第一天的代码分析结束,仅分析了training.py,明天继续

DAY 2

今天的目标是分析train函数用到的其他函数和类,目前初步的复现思路是先学习所有训练需要的函数和类,然后逐一文件重构,直至全部替换。
train函数的流程 ->config->net(init)->optimizer->cuda->load model->loss(build)->dataloader->start train
start train的流程->get images & labels->zero_grad->loss_calc->grad_calc->back_propagation->save_model


config由之前的main函数通过importlib动态导入。
net是model_main.py下的class ModelMain,负责网络的构建

    # Load and initialize network
    net = ModelMain(config, is_training=is_training)
    net.train(is_training)

以下将对ModelMain类进行分析
首先是__init__函数,进行了必须config信息的传入,backbone的构建,以及三层embedding的构建(应该是三种不同尺度的预测)
以下是信息传入

    def __init__(self, config, is_training=True):
        super(ModelMain, self).__init__()
        self.config = config
        self.training = is_training
        self.model_params = config["model_params"]

现在对backbone部分进行分析
首先类的选择,此代码将nets文件夹和backbone文件夹均写成了package,_backbone_fn采用了类darknet.darknet53,并进行了实例化和卷积层数信息的提取。

        #  backbone
        _backbone_fn = backbone_fn[self.model_params["backbone_name"]]
        self.backbone = _backbone_fn(self.model_params["backbone_pretrained"])
        _out_filters = self.backbone.layers_out_filters

下面分析darknet53,此类调用了Darknet生成模型并加载模型

def darknet53(pretrained, **kwargs):
    """Constructs a darknet-53 model.
    """
    model = DarkNet([1, 2, 8, 8, 4])
    if pretrained:
        if isinstance(pretrained, str):
            model.load_state_dict(torch.load(pretrained))
        else:
            raise Exception("darknet request a pretrained path. got [{}]".format(pretrained))
    return model

Darknet如下,结构图后续可见,使用时DarkNet53中的最后一层需要去除
此代码在构建时,首先单独构造了第一层卷积,而之后的每一个卷积将和其后续的模块一同构建,也就是_make_layer函数,其中blocks是循环次数,planes则是模块中两次卷积的核的个数。模块则是由BasicBlock模块构建。
Darknet一共返回三种降采样级别的特征。

class DarkNet(nn.Module):
    def __init__(self, layers):
        super(DarkNet, self).__init__()
        self.inplanes = 32
        self.conv1 = nn.Conv2d(3, self.inplanes, kernel_size=3, stride=1, padding=1, bias=False)
        self.bn1 = nn.BatchNorm2d(self.inplanes)
        self.relu1 = nn.LeakyReLU(0.1)

        self.layer1 = self._make_layer([32, 64], layers[0])
        self.layer2 = self._make_layer([64, 128], layers[1])
        self.layer3 = self._make_layer([128, 256], layers[2])
        self.layer4 = self._make_layer([256, 512], layers[3])
        self.layer5 = self._make_layer([512, 1024], layers[4])

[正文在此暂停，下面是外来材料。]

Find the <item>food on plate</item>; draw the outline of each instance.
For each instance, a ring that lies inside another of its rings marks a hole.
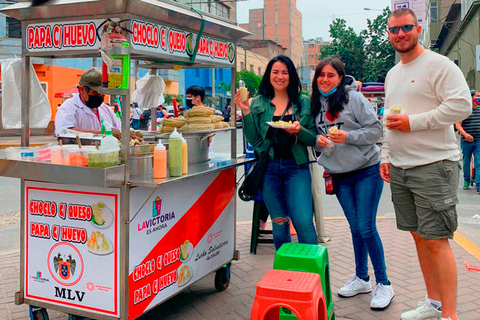
[[[208,117],[215,114],[215,109],[209,107],[195,106],[186,112],[187,118]]]
[[[92,206],[93,209],[93,216],[92,221],[94,224],[103,226],[105,224],[105,219],[103,218],[103,214],[105,213],[105,203],[99,202]]]
[[[240,92],[240,97],[242,99],[242,102],[248,100],[248,89],[245,87],[240,87],[238,88],[238,92]]]
[[[192,278],[192,268],[184,264],[178,269],[177,283],[179,286],[183,286],[185,283]]]
[[[292,121],[283,121],[283,120],[280,120],[280,121],[273,121],[272,122],[273,124],[277,124],[277,125],[280,125],[280,126],[289,126],[292,124]]]
[[[390,107],[389,114],[400,114],[402,112],[402,105],[401,104],[394,104]]]
[[[108,253],[112,250],[110,241],[100,231],[93,231],[88,237],[87,248],[95,253]]]
[[[185,242],[180,246],[180,259],[182,260],[187,260],[188,256],[190,253],[188,252],[188,245],[190,244],[190,241],[185,240]]]
[[[338,127],[337,126],[333,126],[331,127],[330,129],[328,129],[328,133],[334,133],[334,132],[337,132],[338,131]]]
[[[217,115],[210,116],[209,118],[212,119],[212,123],[217,123],[217,122],[225,120],[224,117],[217,116]]]
[[[175,127],[162,125],[162,128],[160,129],[160,133],[170,133],[170,132],[173,132],[173,129],[175,129]]]
[[[81,153],[70,153],[68,159],[71,166],[88,167],[88,154],[86,157]]]
[[[187,42],[187,45],[186,45],[187,54],[191,56],[193,54],[193,49],[195,48],[195,45],[193,43],[193,34],[191,33],[187,34],[186,42]]]

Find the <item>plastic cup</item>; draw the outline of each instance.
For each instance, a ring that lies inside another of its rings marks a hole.
[[[248,99],[248,89],[245,87],[240,87],[238,88],[238,92],[240,92],[240,97],[242,98],[243,101],[247,101]]]

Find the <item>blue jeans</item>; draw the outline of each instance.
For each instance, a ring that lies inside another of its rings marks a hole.
[[[130,125],[133,129],[138,130],[140,128],[140,119],[132,119]]]
[[[470,183],[470,162],[473,155],[473,166],[475,167],[475,183],[480,185],[480,140],[462,143],[463,153],[463,180]]]
[[[351,175],[335,176],[336,195],[352,232],[357,277],[368,277],[370,254],[377,283],[388,284],[382,240],[376,225],[378,203],[383,191],[379,166],[377,164]]]
[[[297,230],[298,242],[318,244],[313,225],[312,177],[308,164],[297,165],[294,159],[270,160],[263,178],[262,196],[273,226],[273,242],[278,250],[291,242],[290,223]],[[287,218],[277,223],[275,219]]]

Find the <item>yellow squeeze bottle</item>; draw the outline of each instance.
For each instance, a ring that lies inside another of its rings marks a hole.
[[[168,170],[171,177],[182,175],[182,136],[173,129],[168,139]]]
[[[153,151],[153,178],[164,179],[167,177],[167,149],[158,140]]]

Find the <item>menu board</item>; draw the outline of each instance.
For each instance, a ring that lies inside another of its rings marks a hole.
[[[233,258],[235,169],[185,181],[130,191],[129,319]]]
[[[25,183],[25,298],[119,316],[119,194]]]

        self.layers_out_filters = [64, 128, 256, 512, 1024]

        for m in self.modules():
            if isinstance(m, nn.Conv2d):
                n = m.kernel_size[0] * m.kernel_size[1] * m.out_channels
                m.weight.data.normal_(0, math.sqrt(2. / n))
            elif isinstance(m, nn.BatchNorm2d):
                m.weight.data.fill_(1)
                m.bias.data.zero_()

    def _make_layer(self, planes, blocks):
        layers = []
        #  downsample
        layers.append(("ds_conv", nn.Conv2d(self.inplanes, planes[1], kernel_size=3,
                                stride=2, padding=1, bias=False)))
        layers.append(("ds_bn", nn.BatchNorm2d(planes[1])))
        layers.append(("ds_relu", nn.LeakyReLU(0.1)))
        #  blocks
        self.inplanes = planes[1]
        for i in range(0, blocks):
            layers.append(("residual_{}".format(i), BasicBlock(self.inplanes, planes)))
        return nn.Sequential(OrderedDict(layers))

    def forward(self, x):
        x = self.conv1(x)
        x = self.bn1(x)
        x = self.relu1(x)

        x = self.layer1(x)
        x = self.layer2(x)
        out3 = self.layer3(x)
        out4 = self.layer4(out3)
        out5 = self.layer5(out4)

        return out3, out4, out5

分析YOLOv3,然后复现(争取每日更新)_第1张图片
BasicBlock模块是用于构建残差模块,代码如下:

class BasicBlock(nn.Module):
    def __init__(self, inplanes, planes):
        super(BasicBlock, self).__init__()
        self.conv1 = nn.Conv2d(inplanes, planes[0], kernel_size=1,
                               stride=1, padding=0, bias=False)
        self.bn1 = nn.BatchNorm2d(planes[0])
        self.relu1 = nn.LeakyReLU(0.1)
        self.conv2 = nn.Conv2d(planes[0], planes[1], kernel_size=3,
                               stride=1, padding=1, bias=False)
        self.bn2 = nn.BatchNorm2d(planes[1])
        self.relu2 = nn.LeakyReLU(0.1)

    def forward(self, x):
        residual = x

        out = self.conv1(x)
        out = self.bn1(out)
        out = self.relu1(out)

        out = self.conv2(out)
        out = self.bn2(out)
        out = self.relu2(out)

        out += residual
        return out

此时基网络构建完成,以上的代码均为下面两句所调用

 #  backbone
        _backbone_fn = backbone_fn[self.model_params["backbone_name"]]
        self.backbone = _backbone_fn(self.model_params["backbone_pretrained"])
        _out_filters = self.backbone.layers_out_filters

DAY 3

昨天停更了一天,去写了其他的代码,使用了python3 的多线程和多进程后发现,由于GIL的存在多线程甚至会降低程序的运行速度,而多进程则可以对程序进行加速但可能会消耗大量的CPU和内存资源

DAY 4

今天继续对ModelMain这个类进行分析,上次分析了backbone的部分并发现它将计算并返回三种尺寸的特征图用于后续的类别和边界框预测。首先介绍三个embedding层
embedding0代码如下

        final_out_filter0 = len(config["yolo"]["anchors"][0]) * (5 + config["yolo"]["classes"])
        self.embedding0 = self._make_embedding([512, 1024], _out_filters[-1], final_out_filter0)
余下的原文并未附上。